MFs hiked exposure to cyclicals and IT in FY212 min read . Updated: 15 Apr 2021, 01:56 AM IST
- Fund houses increased allocation to domestic cyclicals by 160bps to 58%
MUMBAI : Even as consumer demand was low due to complete lockdown in most part of FY21, mutual funds (MFs) in India preferred to increase their exposure to domestic cyclicals. Typically, cyclical stocks include companies that make or sell items and services that are in demand when the economy is healthy.

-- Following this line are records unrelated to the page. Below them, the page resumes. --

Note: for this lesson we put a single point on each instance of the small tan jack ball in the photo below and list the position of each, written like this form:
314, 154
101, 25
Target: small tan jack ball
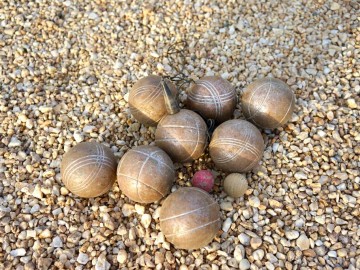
235, 185
190, 218
145, 174
268, 103
146, 100
88, 169
213, 97
236, 146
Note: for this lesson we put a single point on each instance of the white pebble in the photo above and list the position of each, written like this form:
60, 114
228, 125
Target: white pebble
227, 224
14, 142
18, 252
102, 263
88, 129
244, 264
83, 258
258, 254
57, 242
291, 235
78, 136
122, 256
303, 242
244, 239
146, 220
254, 201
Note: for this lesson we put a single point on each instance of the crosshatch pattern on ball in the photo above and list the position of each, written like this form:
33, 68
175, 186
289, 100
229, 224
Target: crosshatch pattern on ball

In FY21, fund houses increased their exposure to domestic cyclicals by 160 basis points (bps) to 58%, led by an increase in the weightage of automobiles, non-banking financial companies (NBFCs), cement, real estate, chemicals and infrastructure, according to data sourced from the Association of Mutual Funds in India (Amfi) and NAV India analysed by Motilal Oswal Financial Services Ltd.
MFs increased their exposure to the auto sector to 6%, NBFCs (8.8%), cement (3.3%), real estate (0.7%), chemicals (3%), and infrastructure (0.5%) in FY21.
Though MFs have reduced their exposure to private banks, it was still the top sector to receive the highest allocation of mutual fund money in FY21. Fund houses had a sectoral exposure to private banks at 17.7% in FY21 compared to 18.1% in the year-ago period.
The technology sector saw a massive rise in weightage in FY21 to 11.9%, increasing by 300bps against the previous year. “The sector is now second in terms of sectoral allocation by MFs. It was in the third position 12 months ago," said Deven Mistry, analyst, Motilal Oswal Financial Services.
In terms of value increase in March, three of the top five stocks belonged to technology: Infosys (up ₹7,000 crore), Tata Consultancy Services (up ₹3,960 crore) and HCL Tech (up ₹1,690 crore).
Technology saw an increase in allocation of mutual funds at a time when overall there was a net outflow of money from equity schemes. In FY21, there was a net outflow of ₹34,700 crore from equity MFs—the first outflow in seven years.
“Domestic investors have capitalized on the market rally to book profit and rebalance their portfolios as the market continues to achieve new highs, leading to moderation in domestic mutual fund flows. The year saw a decline in sales of equity schemes (down 7% year-on-year, or y-o-y, to ₹2,30,600 crore). The pace of redemptions picked up to ₹2,65,300 crore (up 64% y-o-y)," Mistry said.
The MF industry’s total assets under management increased 41% y-o-y to ₹31.4 trillion in FY21, led by an increase in equity funds, income funds and other exchange-traded funds (ETFs).
Among sectors, consumer slipped to fourth place from second spot a year ago, with a 240bps decrease in weightage to 7.4%. Metals improved its position to No. 14 from 16th spot a year ago, with the weightage increasing by 80bps to 2.6%.
In March, MFs were net buyers of 50% Nifty stocks. The highest net buying in March was in Bharat Petroleum Corp. Ltd (up 28.6%), SBI Life Insurance (up 28.3%), Tata Steel (up 9.6%), Bajaj Auto (up 8.9%) and UPL Ltd (up 8%).
March saw a frenzy of initial public offerings as fund houses collectively deployed ₹1,600 crore in nine issues, according to Abhilash Pagaria, analyst, Edelweiss Securities. The issues were MTAR Tech, Craftsman Automation, Nazara Technologies, Easy Trip Planners, Suryoday Small Finance Bank, Laxmi Organic, Kalyan Jewellers, Anupam Rasayan and Barbeque Nation.